B vitamins are
especially effective on hair, skin and nail problems. Vitamin B also
provides assistance for many other body functions.
Thiamine is Vitamin B1 - an energy vitamin. It helps improve mental attitudes, while also helping to prevent premature aging, and helping our bodies
metabolize proteins and carbohydrates. Vitamin B1 is also essential for helping to improve the body's digestion process, and normalize the appetite too.
When someone is deficient in this vitamin, they can experience mental confusion and memory loss, become emotional and irritable, have numb hands and feet, have shortness of breath, and have excessive fatique among other things.
Vitamin B1 is obtained naturally through many foods such as wheat bran and germ, brewers years, whole grains, nuts, eggs, beef, pork, lamb, turkey, fish, beets, and leafy green vegetables. It's also gotten into the body through herbal sources such as alfalfa, Capsicum (Cayenne), Chickweed, Dandelion, Fenugreek, Garlic, Ginger, Kelp, Licorice, and Red Clover.
Vitamin B2 is Riboflavin, and it is said to be the most common vitamin deficiency in Americans today. Vitamin B2 is called the youth vitamin though, because it helps you have healthier skin, hair and nails. It also helps your body cope with stress, helps with both growth and reproduction, helps your body absorb and use iron, and helps your body metabolize fats, protein, and carbohydrates.

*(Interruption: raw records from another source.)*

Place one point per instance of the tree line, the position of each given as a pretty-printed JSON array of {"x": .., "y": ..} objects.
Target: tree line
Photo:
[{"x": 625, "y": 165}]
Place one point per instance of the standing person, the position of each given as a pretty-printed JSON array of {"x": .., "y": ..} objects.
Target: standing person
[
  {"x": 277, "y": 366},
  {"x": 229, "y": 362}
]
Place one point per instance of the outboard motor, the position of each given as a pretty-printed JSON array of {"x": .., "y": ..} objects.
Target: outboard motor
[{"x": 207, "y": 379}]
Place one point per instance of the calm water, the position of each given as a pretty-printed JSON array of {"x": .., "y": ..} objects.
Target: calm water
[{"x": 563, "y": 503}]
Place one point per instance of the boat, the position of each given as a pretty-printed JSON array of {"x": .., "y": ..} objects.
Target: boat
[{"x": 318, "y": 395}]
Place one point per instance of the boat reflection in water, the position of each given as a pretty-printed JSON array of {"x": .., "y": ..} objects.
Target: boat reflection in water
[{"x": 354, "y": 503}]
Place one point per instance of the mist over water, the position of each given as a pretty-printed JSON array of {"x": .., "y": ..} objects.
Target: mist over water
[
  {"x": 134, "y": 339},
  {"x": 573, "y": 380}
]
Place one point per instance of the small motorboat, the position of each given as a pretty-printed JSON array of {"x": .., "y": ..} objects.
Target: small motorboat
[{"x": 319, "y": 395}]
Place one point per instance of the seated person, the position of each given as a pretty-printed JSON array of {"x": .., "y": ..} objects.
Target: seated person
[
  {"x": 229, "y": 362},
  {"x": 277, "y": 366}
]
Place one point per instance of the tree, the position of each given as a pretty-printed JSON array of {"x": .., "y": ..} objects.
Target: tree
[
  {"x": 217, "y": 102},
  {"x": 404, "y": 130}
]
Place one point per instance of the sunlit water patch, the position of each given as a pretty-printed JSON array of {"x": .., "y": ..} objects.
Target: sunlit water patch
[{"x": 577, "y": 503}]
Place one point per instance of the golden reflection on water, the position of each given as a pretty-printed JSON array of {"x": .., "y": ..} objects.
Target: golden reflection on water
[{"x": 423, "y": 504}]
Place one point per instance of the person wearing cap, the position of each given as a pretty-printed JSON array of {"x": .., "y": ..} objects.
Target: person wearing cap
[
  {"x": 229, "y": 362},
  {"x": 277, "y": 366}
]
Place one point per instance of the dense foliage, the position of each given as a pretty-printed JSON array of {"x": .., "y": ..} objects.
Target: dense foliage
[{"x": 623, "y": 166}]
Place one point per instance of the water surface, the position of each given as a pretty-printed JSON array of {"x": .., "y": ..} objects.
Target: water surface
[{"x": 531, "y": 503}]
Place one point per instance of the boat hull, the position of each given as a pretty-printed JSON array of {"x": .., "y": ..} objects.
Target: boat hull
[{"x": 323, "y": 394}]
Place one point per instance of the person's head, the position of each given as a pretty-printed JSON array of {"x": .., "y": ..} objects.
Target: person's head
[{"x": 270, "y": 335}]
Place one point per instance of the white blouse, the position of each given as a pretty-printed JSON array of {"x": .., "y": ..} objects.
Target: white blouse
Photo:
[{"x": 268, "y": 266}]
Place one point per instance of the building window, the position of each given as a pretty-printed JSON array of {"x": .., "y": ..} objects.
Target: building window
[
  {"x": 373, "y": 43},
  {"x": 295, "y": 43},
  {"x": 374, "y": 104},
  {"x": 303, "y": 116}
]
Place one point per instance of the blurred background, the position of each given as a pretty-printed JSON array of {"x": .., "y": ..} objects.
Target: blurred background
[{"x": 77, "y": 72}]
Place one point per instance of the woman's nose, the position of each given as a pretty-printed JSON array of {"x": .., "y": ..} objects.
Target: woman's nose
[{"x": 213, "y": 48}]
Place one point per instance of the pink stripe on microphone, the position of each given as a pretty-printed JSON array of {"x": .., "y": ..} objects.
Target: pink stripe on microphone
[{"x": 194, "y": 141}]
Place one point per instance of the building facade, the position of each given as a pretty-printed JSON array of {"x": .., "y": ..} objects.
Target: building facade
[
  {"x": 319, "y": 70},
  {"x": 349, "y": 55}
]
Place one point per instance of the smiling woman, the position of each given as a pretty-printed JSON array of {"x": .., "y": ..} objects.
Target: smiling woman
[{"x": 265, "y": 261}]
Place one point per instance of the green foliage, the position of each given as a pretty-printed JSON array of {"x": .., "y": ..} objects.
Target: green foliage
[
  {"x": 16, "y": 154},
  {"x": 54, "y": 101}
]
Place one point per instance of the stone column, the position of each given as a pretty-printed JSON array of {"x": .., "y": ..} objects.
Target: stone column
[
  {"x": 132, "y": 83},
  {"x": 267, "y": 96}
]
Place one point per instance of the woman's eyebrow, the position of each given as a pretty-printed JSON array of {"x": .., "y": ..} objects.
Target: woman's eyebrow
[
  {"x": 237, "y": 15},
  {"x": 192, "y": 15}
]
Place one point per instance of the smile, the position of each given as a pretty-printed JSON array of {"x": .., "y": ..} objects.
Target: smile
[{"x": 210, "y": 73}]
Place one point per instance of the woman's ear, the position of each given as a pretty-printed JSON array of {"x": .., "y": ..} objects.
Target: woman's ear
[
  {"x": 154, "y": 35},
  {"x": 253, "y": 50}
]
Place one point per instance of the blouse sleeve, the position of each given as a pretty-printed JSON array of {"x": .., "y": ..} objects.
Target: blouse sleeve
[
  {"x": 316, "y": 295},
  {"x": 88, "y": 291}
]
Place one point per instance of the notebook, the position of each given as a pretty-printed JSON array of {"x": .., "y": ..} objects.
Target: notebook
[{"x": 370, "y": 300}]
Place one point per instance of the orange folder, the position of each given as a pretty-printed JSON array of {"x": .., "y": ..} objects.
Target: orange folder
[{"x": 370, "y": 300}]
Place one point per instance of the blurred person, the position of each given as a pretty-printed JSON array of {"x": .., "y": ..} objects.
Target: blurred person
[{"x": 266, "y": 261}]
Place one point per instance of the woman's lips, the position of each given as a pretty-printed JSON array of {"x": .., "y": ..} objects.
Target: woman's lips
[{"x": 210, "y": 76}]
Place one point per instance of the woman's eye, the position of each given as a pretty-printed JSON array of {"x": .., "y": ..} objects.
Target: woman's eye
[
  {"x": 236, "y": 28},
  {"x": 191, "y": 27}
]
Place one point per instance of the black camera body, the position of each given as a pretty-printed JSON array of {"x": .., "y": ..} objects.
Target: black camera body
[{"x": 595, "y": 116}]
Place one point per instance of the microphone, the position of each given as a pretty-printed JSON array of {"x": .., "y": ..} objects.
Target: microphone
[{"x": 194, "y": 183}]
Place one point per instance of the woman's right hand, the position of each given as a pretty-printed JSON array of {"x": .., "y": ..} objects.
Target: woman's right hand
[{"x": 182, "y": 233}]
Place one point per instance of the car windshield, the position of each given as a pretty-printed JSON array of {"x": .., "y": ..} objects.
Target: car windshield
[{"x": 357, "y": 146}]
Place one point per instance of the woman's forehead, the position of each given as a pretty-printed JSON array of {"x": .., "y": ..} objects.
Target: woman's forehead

This vitamin also has properties which help prevent cancer from growing.
There are many symptoms which can be indicative of Vitamin B2 deficiency, and these include fatique or sluggishness, cracks around the mouth, scales on the nose, face or earlobes, broken blood vessel lines on the cheeks and nose, loss of hair and baldness, dizziness, trembling, depression, and sensitivity to light.
Milk, whole grains, egg yolks, yogurt, organ meats such as kidneys, liver and heart, cheese, nuts, and leafy vegetables are just a few of the natural food sources which give you Vitamin B2 though. Herbal sources include the same as those noted for Vitamin B1 above.
In fact, most of the essential B vitamins can often be gotten from one of several herbal sources. Alfalfa is an excellent source of many B vitamins as well as other essential nutrients your body needs. Garlic often provides much of these vitamins too, but possible the best source of the most B vitamins at once is Kelp. This herb is packed with a large number of the B vitamins in addition to iron, potassium, and more. This powerhouse of B vitamins is why Kelp is often used for hair, skin and nail problems or health maintenance.
Other important B vitamins include B3 (Niacin), B5 (Pantothenic Acid), B6 (Pyridoxine), B9 (Folic Acid), B12 (Cobalamin), B15 (Pangamic Acid), and B17
Note: Some statements in this article may not be approved by the FDA. This article is for informational purposes only and should not be taken as professional medical advice.